In the 19 games since, Adebayo shot 55.1 percent from the field, 59.4 percent on two-point attempts and 53.2 percent on catch-and-shoot attempts.
“Bam has been a monster for us,” Spoelstra said. “He’s doing it on both ends. He’s scoring, facilitating, handling, organizing our offense and [scoring at] the end of offense.”
While Adebayo says Ware’s presence has helped his offensive game, there’s obviously more to it, because Adebayo had his best scoring game of the season without Ware on Wednesday and because he has produced strong offensive numbers in recent years without Ware or (for the most part) without any 7-foot, defensively gifted center playing alongside him.
Adebayo averaged 19.1, 20.4 and 19.3 points over the past three seasons, while shooting 55.7, 54 and 52.1 percent.
This season, his overall numbers are lower (17.5 points per game, 49 percent shooting) because of his subpar start to the season, but also because he has attempted 154 threes (and made only 31.2 percent of them) after shooting just 6, 12 and 42 threes the previous three seasons.
His improved offensive efficiency during the past six weeks has left his two-point shooting percentage at 52.8, identical to what it was last season. He’s shooting 45.1 percent from 10 to 15 feet, up from 41.6 last season.
When Adebayo struggled offensively earlier this season, he said there was never a moment of desperation or exasperation. And he didn’t make any tweaks to his mechanics.

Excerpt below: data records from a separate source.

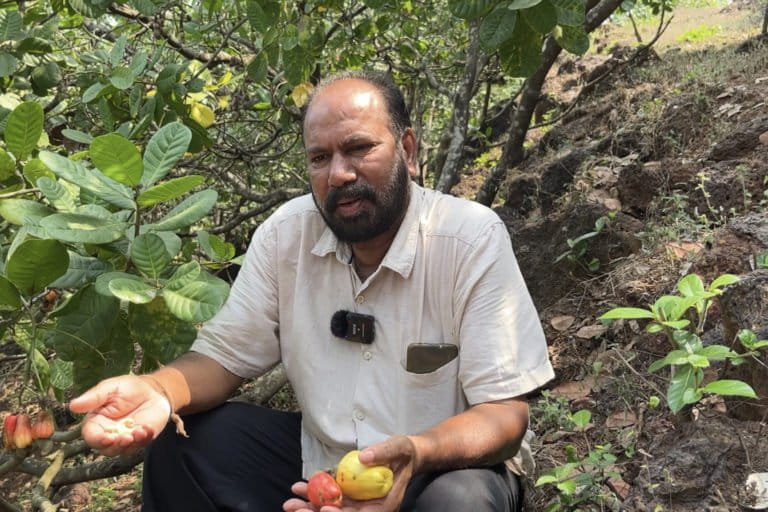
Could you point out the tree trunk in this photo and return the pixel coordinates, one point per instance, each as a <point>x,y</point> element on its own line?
<point>513,152</point>
<point>765,19</point>
<point>449,175</point>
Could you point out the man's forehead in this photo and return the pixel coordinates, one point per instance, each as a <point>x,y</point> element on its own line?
<point>350,93</point>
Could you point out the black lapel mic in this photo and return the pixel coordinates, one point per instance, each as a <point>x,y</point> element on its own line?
<point>352,326</point>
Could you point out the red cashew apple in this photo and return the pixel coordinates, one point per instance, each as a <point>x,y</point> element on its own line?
<point>322,489</point>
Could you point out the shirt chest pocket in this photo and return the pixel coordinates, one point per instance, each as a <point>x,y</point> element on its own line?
<point>428,397</point>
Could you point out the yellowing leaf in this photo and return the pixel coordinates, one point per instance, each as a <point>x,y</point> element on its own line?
<point>300,93</point>
<point>202,115</point>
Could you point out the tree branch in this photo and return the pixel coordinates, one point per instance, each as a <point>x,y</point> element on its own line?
<point>210,59</point>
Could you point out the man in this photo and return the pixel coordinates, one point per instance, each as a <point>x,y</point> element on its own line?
<point>434,344</point>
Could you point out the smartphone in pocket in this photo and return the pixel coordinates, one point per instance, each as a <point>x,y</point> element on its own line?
<point>428,357</point>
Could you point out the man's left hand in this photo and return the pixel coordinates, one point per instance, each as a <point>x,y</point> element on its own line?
<point>399,453</point>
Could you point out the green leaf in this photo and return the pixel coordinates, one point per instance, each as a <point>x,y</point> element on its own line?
<point>59,197</point>
<point>9,295</point>
<point>723,280</point>
<point>470,9</point>
<point>8,64</point>
<point>497,27</point>
<point>62,374</point>
<point>215,248</point>
<point>147,7</point>
<point>521,55</point>
<point>164,149</point>
<point>522,4</point>
<point>542,17</point>
<point>546,479</point>
<point>77,136</point>
<point>691,286</point>
<point>131,290</point>
<point>89,8</point>
<point>35,169</point>
<point>82,270</point>
<point>162,336</point>
<point>78,228</point>
<point>118,51</point>
<point>573,39</point>
<point>92,332</point>
<point>729,387</point>
<point>298,65</point>
<point>568,487</point>
<point>150,256</point>
<point>11,25</point>
<point>581,418</point>
<point>23,129</point>
<point>169,190</point>
<point>35,264</point>
<point>89,179</point>
<point>44,77</point>
<point>682,381</point>
<point>102,281</point>
<point>258,67</point>
<point>626,313</point>
<point>118,158</point>
<point>183,275</point>
<point>717,352</point>
<point>122,78</point>
<point>189,211</point>
<point>93,92</point>
<point>262,14</point>
<point>195,302</point>
<point>698,361</point>
<point>7,165</point>
<point>570,12</point>
<point>16,211</point>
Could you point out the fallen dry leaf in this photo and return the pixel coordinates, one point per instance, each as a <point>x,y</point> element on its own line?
<point>684,249</point>
<point>562,322</point>
<point>575,390</point>
<point>621,419</point>
<point>757,489</point>
<point>619,487</point>
<point>591,331</point>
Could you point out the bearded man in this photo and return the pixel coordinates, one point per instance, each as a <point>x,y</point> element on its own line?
<point>433,341</point>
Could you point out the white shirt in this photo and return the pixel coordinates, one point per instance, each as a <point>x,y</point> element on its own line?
<point>450,276</point>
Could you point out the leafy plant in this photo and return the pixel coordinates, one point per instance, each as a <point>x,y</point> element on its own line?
<point>578,248</point>
<point>581,480</point>
<point>688,357</point>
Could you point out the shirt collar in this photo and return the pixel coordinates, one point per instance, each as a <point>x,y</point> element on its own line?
<point>401,254</point>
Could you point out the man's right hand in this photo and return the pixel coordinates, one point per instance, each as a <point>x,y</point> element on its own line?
<point>124,414</point>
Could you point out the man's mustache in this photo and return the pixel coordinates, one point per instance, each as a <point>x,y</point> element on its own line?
<point>351,192</point>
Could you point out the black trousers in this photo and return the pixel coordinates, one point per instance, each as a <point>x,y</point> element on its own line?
<point>244,458</point>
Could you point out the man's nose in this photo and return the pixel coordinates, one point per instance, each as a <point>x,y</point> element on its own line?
<point>341,172</point>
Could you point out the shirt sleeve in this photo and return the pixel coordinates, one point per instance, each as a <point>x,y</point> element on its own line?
<point>243,336</point>
<point>503,351</point>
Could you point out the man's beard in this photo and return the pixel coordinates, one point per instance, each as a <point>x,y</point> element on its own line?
<point>387,206</point>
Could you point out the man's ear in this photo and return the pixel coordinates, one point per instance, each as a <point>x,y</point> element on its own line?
<point>408,140</point>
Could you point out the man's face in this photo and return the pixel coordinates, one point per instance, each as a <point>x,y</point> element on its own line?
<point>358,170</point>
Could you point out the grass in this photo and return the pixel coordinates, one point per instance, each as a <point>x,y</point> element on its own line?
<point>699,34</point>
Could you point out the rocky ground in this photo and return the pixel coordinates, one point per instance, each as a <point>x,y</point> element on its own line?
<point>671,148</point>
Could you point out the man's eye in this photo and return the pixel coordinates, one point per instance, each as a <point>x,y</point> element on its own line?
<point>317,159</point>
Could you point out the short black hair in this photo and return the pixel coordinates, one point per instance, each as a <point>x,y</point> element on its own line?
<point>399,117</point>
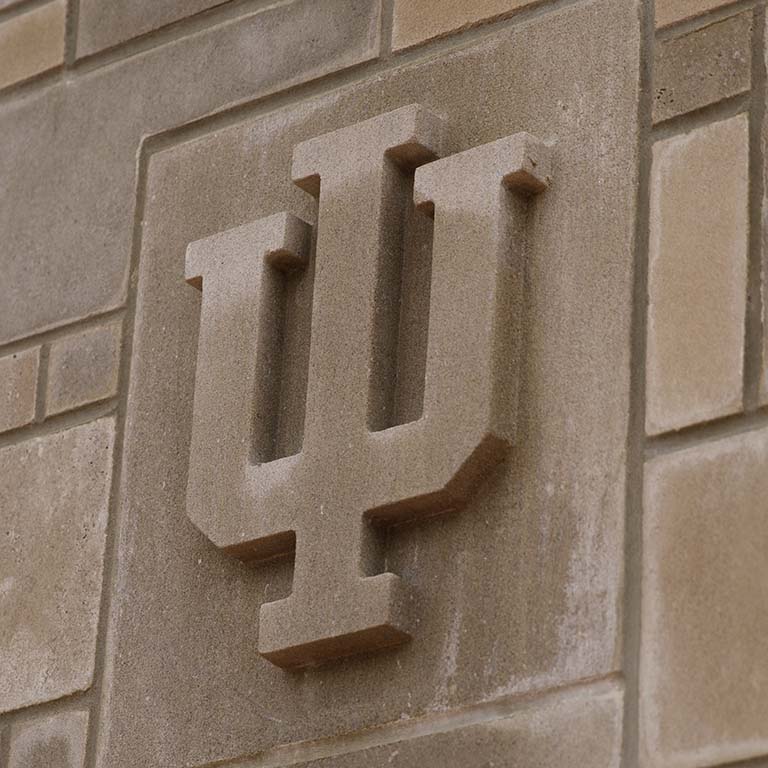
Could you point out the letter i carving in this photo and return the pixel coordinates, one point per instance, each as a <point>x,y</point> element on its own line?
<point>346,478</point>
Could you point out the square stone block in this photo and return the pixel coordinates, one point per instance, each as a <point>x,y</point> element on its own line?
<point>517,592</point>
<point>54,493</point>
<point>704,660</point>
<point>57,741</point>
<point>697,275</point>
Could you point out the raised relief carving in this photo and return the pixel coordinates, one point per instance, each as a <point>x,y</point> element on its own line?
<point>351,475</point>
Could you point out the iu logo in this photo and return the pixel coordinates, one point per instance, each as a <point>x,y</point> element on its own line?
<point>348,478</point>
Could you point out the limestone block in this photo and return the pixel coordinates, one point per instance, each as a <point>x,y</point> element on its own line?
<point>83,368</point>
<point>702,67</point>
<point>18,388</point>
<point>697,275</point>
<point>32,42</point>
<point>416,21</point>
<point>670,11</point>
<point>53,492</point>
<point>704,667</point>
<point>85,135</point>
<point>517,592</point>
<point>57,741</point>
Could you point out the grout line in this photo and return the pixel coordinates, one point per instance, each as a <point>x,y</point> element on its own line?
<point>111,548</point>
<point>753,327</point>
<point>633,525</point>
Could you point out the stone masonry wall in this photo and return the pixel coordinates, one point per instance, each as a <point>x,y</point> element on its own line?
<point>600,598</point>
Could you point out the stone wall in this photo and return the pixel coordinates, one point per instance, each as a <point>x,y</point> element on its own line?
<point>587,585</point>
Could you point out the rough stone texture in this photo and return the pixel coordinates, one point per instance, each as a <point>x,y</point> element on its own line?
<point>697,275</point>
<point>520,590</point>
<point>702,67</point>
<point>416,21</point>
<point>32,42</point>
<point>84,133</point>
<point>57,741</point>
<point>83,368</point>
<point>18,388</point>
<point>704,666</point>
<point>53,494</point>
<point>105,24</point>
<point>671,11</point>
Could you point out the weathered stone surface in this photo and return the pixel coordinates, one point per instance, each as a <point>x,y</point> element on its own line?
<point>83,368</point>
<point>670,11</point>
<point>53,493</point>
<point>84,134</point>
<point>185,682</point>
<point>18,388</point>
<point>57,741</point>
<point>32,42</point>
<point>103,25</point>
<point>697,275</point>
<point>416,21</point>
<point>704,669</point>
<point>702,67</point>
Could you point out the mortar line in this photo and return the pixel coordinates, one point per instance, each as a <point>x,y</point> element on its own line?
<point>633,527</point>
<point>753,325</point>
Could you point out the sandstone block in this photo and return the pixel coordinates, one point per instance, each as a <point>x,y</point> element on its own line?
<point>697,275</point>
<point>83,368</point>
<point>704,667</point>
<point>53,492</point>
<point>18,388</point>
<point>57,741</point>
<point>416,21</point>
<point>32,42</point>
<point>702,67</point>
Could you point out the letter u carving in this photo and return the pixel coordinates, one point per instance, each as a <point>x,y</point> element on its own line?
<point>325,499</point>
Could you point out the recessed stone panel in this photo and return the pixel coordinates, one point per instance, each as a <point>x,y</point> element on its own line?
<point>517,592</point>
<point>53,495</point>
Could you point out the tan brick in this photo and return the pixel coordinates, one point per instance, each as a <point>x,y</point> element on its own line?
<point>416,21</point>
<point>53,496</point>
<point>83,368</point>
<point>57,741</point>
<point>697,275</point>
<point>704,666</point>
<point>32,42</point>
<point>18,387</point>
<point>670,11</point>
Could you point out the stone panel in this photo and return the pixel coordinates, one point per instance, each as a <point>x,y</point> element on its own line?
<point>103,25</point>
<point>57,741</point>
<point>83,368</point>
<point>18,388</point>
<point>704,666</point>
<point>186,682</point>
<point>697,275</point>
<point>84,133</point>
<point>416,21</point>
<point>32,42</point>
<point>53,492</point>
<point>702,67</point>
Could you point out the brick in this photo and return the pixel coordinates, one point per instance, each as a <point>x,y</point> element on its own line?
<point>671,11</point>
<point>492,621</point>
<point>704,665</point>
<point>83,368</point>
<point>702,67</point>
<point>32,42</point>
<point>103,25</point>
<point>85,133</point>
<point>416,21</point>
<point>53,492</point>
<point>57,741</point>
<point>697,275</point>
<point>18,388</point>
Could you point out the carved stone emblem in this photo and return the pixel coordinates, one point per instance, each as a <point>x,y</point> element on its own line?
<point>350,477</point>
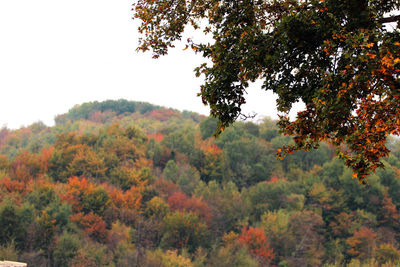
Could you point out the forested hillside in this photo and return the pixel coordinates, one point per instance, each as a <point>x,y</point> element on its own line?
<point>122,183</point>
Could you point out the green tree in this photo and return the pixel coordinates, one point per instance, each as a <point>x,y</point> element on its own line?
<point>66,249</point>
<point>338,57</point>
<point>184,230</point>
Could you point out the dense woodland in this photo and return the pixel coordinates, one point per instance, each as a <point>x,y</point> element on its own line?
<point>121,183</point>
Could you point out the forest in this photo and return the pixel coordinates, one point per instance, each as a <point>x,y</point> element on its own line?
<point>124,183</point>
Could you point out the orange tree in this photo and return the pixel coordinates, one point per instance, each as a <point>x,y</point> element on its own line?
<point>339,57</point>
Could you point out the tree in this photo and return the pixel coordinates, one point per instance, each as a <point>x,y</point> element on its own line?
<point>340,58</point>
<point>257,243</point>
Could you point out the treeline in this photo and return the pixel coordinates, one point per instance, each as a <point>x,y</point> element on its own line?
<point>113,185</point>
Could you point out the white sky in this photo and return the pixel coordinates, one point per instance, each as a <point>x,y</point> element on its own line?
<point>55,54</point>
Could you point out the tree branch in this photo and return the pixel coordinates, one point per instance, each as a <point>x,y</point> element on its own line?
<point>390,19</point>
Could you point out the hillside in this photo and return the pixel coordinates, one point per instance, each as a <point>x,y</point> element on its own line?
<point>124,183</point>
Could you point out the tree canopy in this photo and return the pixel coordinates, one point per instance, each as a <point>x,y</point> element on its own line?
<point>339,57</point>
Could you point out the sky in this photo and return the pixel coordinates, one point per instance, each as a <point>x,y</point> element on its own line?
<point>56,54</point>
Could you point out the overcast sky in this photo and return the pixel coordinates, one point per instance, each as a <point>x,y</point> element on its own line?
<point>55,54</point>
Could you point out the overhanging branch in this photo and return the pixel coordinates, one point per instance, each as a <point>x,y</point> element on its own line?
<point>390,19</point>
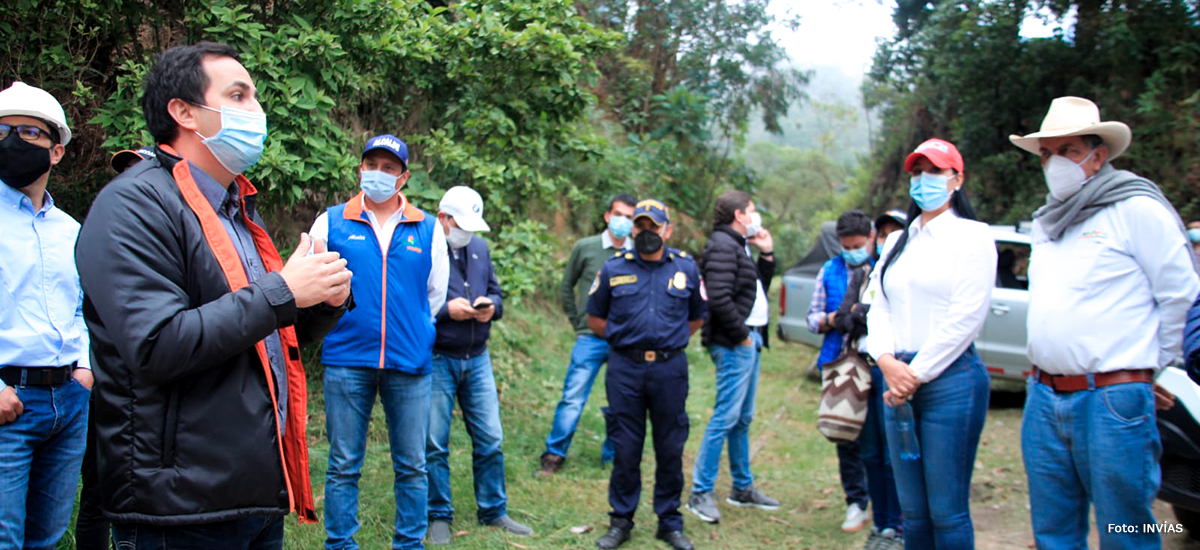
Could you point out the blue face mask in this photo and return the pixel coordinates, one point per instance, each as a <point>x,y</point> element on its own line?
<point>619,226</point>
<point>239,144</point>
<point>930,191</point>
<point>856,257</point>
<point>378,185</point>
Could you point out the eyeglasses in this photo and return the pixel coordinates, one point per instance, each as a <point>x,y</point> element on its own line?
<point>27,132</point>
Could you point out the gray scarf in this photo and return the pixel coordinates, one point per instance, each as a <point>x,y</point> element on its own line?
<point>1108,186</point>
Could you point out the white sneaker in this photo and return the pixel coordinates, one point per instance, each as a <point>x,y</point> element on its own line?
<point>856,519</point>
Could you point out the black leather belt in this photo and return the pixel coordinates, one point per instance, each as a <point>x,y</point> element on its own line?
<point>15,375</point>
<point>648,356</point>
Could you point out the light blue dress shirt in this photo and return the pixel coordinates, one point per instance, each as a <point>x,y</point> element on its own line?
<point>41,300</point>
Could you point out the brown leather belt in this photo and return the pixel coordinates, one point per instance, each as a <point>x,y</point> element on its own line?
<point>1079,382</point>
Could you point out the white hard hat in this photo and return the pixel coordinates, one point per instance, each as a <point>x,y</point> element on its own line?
<point>466,207</point>
<point>24,100</point>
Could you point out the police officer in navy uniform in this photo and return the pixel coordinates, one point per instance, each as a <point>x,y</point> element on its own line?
<point>647,304</point>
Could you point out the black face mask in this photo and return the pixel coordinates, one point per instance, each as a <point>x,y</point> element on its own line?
<point>22,162</point>
<point>647,243</point>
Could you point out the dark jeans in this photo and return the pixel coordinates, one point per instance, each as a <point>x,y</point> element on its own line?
<point>935,489</point>
<point>249,533</point>
<point>853,472</point>
<point>93,531</point>
<point>635,388</point>
<point>880,480</point>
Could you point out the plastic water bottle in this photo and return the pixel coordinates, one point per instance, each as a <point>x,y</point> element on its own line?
<point>909,446</point>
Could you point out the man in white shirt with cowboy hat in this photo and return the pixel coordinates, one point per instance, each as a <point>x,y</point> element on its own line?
<point>1111,278</point>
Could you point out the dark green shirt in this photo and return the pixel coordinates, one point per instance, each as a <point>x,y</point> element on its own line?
<point>587,257</point>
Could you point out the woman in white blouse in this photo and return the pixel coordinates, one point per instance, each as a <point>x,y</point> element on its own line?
<point>930,299</point>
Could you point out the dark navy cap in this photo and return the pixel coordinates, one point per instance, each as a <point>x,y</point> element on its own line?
<point>125,159</point>
<point>389,143</point>
<point>653,209</point>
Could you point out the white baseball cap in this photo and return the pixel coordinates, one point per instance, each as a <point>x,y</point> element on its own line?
<point>466,207</point>
<point>24,100</point>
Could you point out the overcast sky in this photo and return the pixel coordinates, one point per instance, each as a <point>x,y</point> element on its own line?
<point>844,33</point>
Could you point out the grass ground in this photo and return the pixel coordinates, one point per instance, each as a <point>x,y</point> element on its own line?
<point>791,460</point>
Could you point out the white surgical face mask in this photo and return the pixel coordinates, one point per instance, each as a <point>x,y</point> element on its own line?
<point>459,238</point>
<point>755,225</point>
<point>1063,177</point>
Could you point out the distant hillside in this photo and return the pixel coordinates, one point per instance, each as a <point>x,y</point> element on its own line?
<point>831,120</point>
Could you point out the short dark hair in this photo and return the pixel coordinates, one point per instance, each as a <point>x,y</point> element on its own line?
<point>624,198</point>
<point>729,203</point>
<point>177,73</point>
<point>853,223</point>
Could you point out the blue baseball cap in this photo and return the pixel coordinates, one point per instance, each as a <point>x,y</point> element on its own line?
<point>653,209</point>
<point>389,143</point>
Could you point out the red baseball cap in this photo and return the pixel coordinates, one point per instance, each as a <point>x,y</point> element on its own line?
<point>940,153</point>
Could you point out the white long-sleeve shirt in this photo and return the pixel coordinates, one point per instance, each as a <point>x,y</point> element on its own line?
<point>439,273</point>
<point>937,293</point>
<point>1111,293</point>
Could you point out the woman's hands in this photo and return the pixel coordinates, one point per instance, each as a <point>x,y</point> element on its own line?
<point>903,382</point>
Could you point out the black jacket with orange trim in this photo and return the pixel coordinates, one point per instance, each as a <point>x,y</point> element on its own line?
<point>186,428</point>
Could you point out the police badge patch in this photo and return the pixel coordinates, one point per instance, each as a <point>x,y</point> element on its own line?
<point>679,281</point>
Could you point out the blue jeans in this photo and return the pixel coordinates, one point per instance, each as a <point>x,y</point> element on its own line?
<point>935,489</point>
<point>472,382</point>
<point>349,396</point>
<point>1097,446</point>
<point>873,441</point>
<point>737,382</point>
<point>40,456</point>
<point>247,533</point>
<point>588,354</point>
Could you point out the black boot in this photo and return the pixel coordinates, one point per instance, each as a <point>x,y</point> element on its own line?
<point>676,539</point>
<point>617,534</point>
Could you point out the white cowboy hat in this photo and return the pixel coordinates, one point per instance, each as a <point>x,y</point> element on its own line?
<point>1077,117</point>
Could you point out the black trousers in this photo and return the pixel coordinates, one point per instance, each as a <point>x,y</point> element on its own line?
<point>636,388</point>
<point>93,531</point>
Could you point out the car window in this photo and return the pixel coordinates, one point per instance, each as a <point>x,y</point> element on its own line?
<point>1012,265</point>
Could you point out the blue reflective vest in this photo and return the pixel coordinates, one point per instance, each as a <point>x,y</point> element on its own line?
<point>390,326</point>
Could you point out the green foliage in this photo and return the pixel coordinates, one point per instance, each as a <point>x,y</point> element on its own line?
<point>961,71</point>
<point>797,191</point>
<point>523,259</point>
<point>525,101</point>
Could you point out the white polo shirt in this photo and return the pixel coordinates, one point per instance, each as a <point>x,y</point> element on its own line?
<point>1111,293</point>
<point>937,293</point>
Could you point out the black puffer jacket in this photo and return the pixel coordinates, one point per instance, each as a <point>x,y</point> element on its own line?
<point>185,423</point>
<point>730,281</point>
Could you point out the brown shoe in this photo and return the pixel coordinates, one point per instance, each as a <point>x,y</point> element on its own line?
<point>550,464</point>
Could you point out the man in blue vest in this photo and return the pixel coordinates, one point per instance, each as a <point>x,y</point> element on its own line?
<point>855,233</point>
<point>462,370</point>
<point>385,344</point>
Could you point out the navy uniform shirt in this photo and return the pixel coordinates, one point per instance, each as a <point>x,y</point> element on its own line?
<point>648,304</point>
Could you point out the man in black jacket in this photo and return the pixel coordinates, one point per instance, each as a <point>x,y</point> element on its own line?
<point>462,371</point>
<point>735,336</point>
<point>196,324</point>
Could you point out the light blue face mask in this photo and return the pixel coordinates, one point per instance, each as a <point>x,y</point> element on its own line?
<point>929,190</point>
<point>619,226</point>
<point>856,257</point>
<point>239,144</point>
<point>378,185</point>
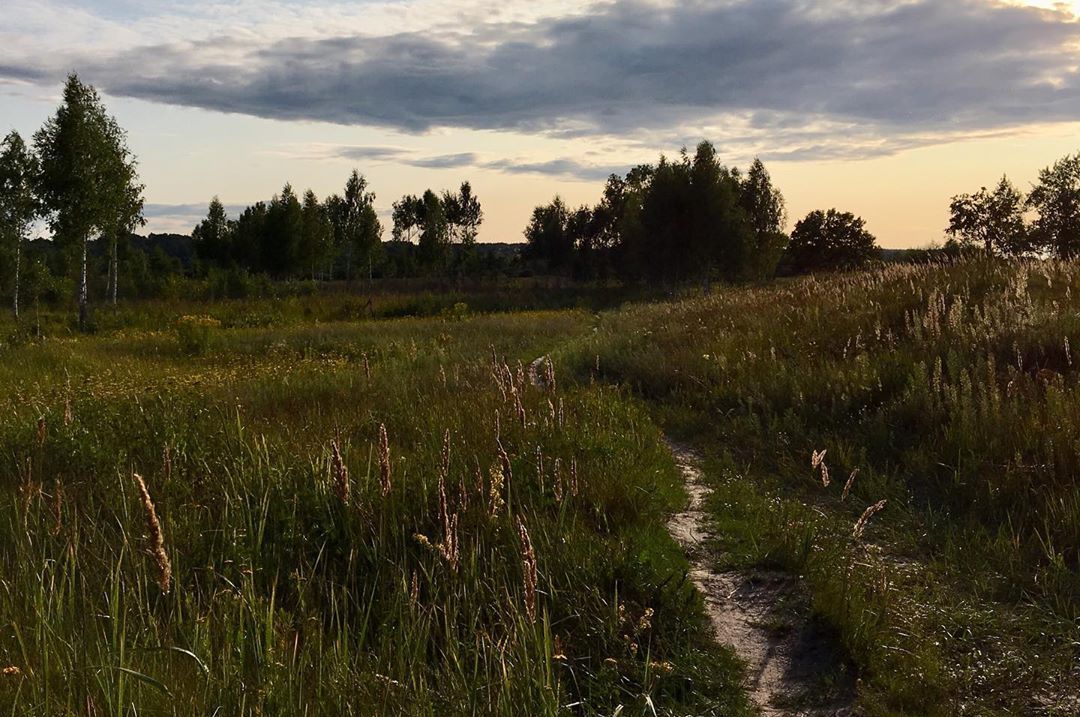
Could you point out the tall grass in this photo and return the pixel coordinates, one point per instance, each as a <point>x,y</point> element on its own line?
<point>954,391</point>
<point>354,522</point>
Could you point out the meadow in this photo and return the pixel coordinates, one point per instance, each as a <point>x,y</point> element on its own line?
<point>318,511</point>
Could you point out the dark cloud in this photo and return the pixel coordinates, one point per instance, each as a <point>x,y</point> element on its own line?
<point>194,210</point>
<point>919,67</point>
<point>562,166</point>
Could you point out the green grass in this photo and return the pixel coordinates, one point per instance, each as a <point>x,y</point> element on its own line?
<point>954,391</point>
<point>285,600</point>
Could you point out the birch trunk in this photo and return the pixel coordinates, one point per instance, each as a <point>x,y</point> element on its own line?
<point>18,261</point>
<point>115,269</point>
<point>83,293</point>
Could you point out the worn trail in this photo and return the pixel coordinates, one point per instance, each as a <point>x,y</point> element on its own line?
<point>793,668</point>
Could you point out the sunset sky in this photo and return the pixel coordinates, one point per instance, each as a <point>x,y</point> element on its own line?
<point>885,109</point>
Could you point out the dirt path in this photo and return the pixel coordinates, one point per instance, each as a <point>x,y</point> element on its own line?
<point>792,666</point>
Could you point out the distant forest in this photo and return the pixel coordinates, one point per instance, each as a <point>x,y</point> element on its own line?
<point>684,219</point>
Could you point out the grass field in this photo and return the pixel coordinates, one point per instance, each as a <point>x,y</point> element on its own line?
<point>953,391</point>
<point>503,551</point>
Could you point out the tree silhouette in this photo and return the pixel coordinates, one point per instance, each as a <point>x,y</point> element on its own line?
<point>1056,198</point>
<point>831,240</point>
<point>993,219</point>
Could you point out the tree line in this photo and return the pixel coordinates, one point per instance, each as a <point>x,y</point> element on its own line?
<point>692,218</point>
<point>302,238</point>
<point>1004,221</point>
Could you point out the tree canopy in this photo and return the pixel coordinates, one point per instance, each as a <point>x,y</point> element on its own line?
<point>88,184</point>
<point>831,240</point>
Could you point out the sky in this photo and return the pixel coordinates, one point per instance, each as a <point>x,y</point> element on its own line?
<point>882,108</point>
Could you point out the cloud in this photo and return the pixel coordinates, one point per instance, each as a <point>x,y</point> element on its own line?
<point>562,166</point>
<point>881,71</point>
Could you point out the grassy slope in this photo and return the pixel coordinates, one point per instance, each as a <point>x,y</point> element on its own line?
<point>287,600</point>
<point>954,392</point>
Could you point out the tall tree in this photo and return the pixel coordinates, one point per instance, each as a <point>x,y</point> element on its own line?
<point>356,224</point>
<point>127,218</point>
<point>831,240</point>
<point>764,206</point>
<point>316,239</point>
<point>464,214</point>
<point>281,247</point>
<point>88,181</point>
<point>18,205</point>
<point>434,231</point>
<point>547,235</point>
<point>1056,198</point>
<point>407,213</point>
<point>994,219</point>
<point>213,237</point>
<point>247,233</point>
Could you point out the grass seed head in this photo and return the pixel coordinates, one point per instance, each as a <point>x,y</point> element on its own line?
<point>339,473</point>
<point>157,537</point>
<point>847,486</point>
<point>867,514</point>
<point>385,467</point>
<point>528,571</point>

“I feel like we all go through that stretch,” he said this week. “It’s a part of basketball. If you ask anybody have they ever had a tough day at their job, they’re going to be like, ‘yeah.’ That one month was very tough for me. I kept the same approach, didn’t let it get to me. A lot of people would be like, ‘what’s wrong? He’s not who he is.’ But narratives flip.”
So did Adebayo really never worry about the extended slump?
Worry “for what?” he responded. “We are talking about six years, an [expletive] six years body of work, from the time I started playing basketball until that point. I’m going to let a month span of the basketball not going in affect me?”
In Adebayo’s defense, he had a dozen very good offensive games in the six weeks before Ware was inserted in the lineup, mixed with the occasional clunker.
When he was in an offensive malaise, he said it was not a case of “playing bad basketball. It was not me committing reckless turnovers or not doing my job on defense. I’m doing everything else. The shot just wasn’t going in, and you live with that.
“You have to be optimistic about it because if you let it, it can get to you. You also can start failing at other areas of your job. I wear a lot of hats here. If something is not working, I can’t just focus on that one thing. I’ve got a lot of other things and a lot of other people to worry about.”
New Heat players have gained an extra appreciation playing alongside him.
Point guard Davion Mitchell calls Adebayo the best defender in the league because “he can guard from the Joel Embiids to the Shae [Gilgeous-] Alexanders. If you can guard those guys.. I feel you’re the best defender in the league. He can be physical with the best of them. He can block shots, can make the shot hard on the perimeter, he can move his feet…. He’s the leader on the team.”
Kyle Anderson, acquired by Miami on Feb. 6, appreciates “how much of a leader he is, how vocal he and Tyler [Herro] are and how much they care. You don’t see that all the time with big time players or ‘the guys’ on the team. To see that from Tyler and Bam and how much they communicate and how they are off the court, I appreciate that.”